I even found the pillow talk lighter, easier and more intellectually stimulating, because a younger man's world view differs so vastly from the pressures of my 20-something kids, annual colonoscopies, 401K balance and mortgage payments. They have simple financial problems, like "Can I borrow a few quarters for the parking meter outside?" or "Do you have any advice on consolidating my student loans?"
Everything feels simpler with younger men. Men under 40 seem less threatened by assertive women; they grew up with them. They like cheap beer instead of expensive wine. They don't snore (as much). Leftovers a 55-year-old would scoff at look good to them. Their erections NEVER last more than four hours. Their hard-ons end the old-fashioned way and 45 minutes later they are ready for more.

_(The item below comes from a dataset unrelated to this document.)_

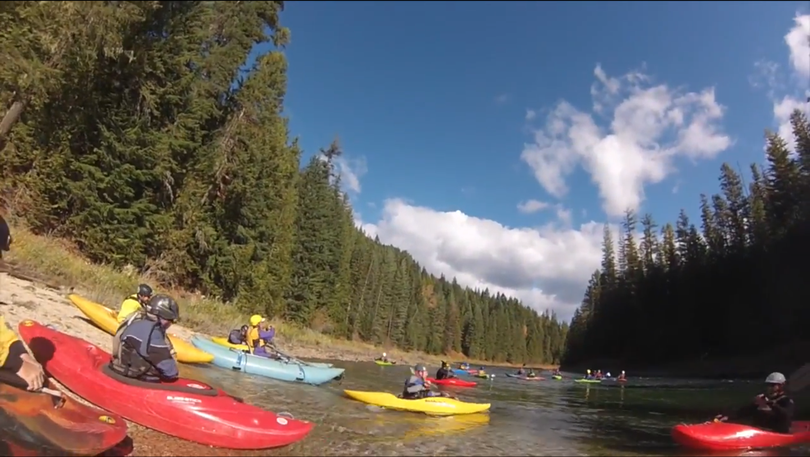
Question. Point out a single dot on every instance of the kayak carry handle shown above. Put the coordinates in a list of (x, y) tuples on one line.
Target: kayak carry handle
[(14, 380)]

But what I enjoy most about younger men is not the sex, or the cliché that they make me feel young again—because they don't. Younger men make me feel old, and to my delight, I like that. I feel valuable around younger men, precisely because I am wiser and more experienced in life, love and between the sheets.
I know I'll never end up with one for good. The naked truth is we don't have enough in common to last. One recently put it exactly right when he told me, "I love this, but there's always gonna be a glass ceiling between us." That lack of permanence, the improbability of commitment and "forever," doesn't mean I can't pick up a tip or two about self-esteem, and enjoy the magic of human connection with younger men. And vice versa. The experience can enrich us both, making us better partners for people our own ages down the road.
*My viewpoint is from the perspective of a heterosexual woman, because I am one. But change the gender identification and/or sexual orientation to whatever works for you and let me know if the same advice holds true. Thank you.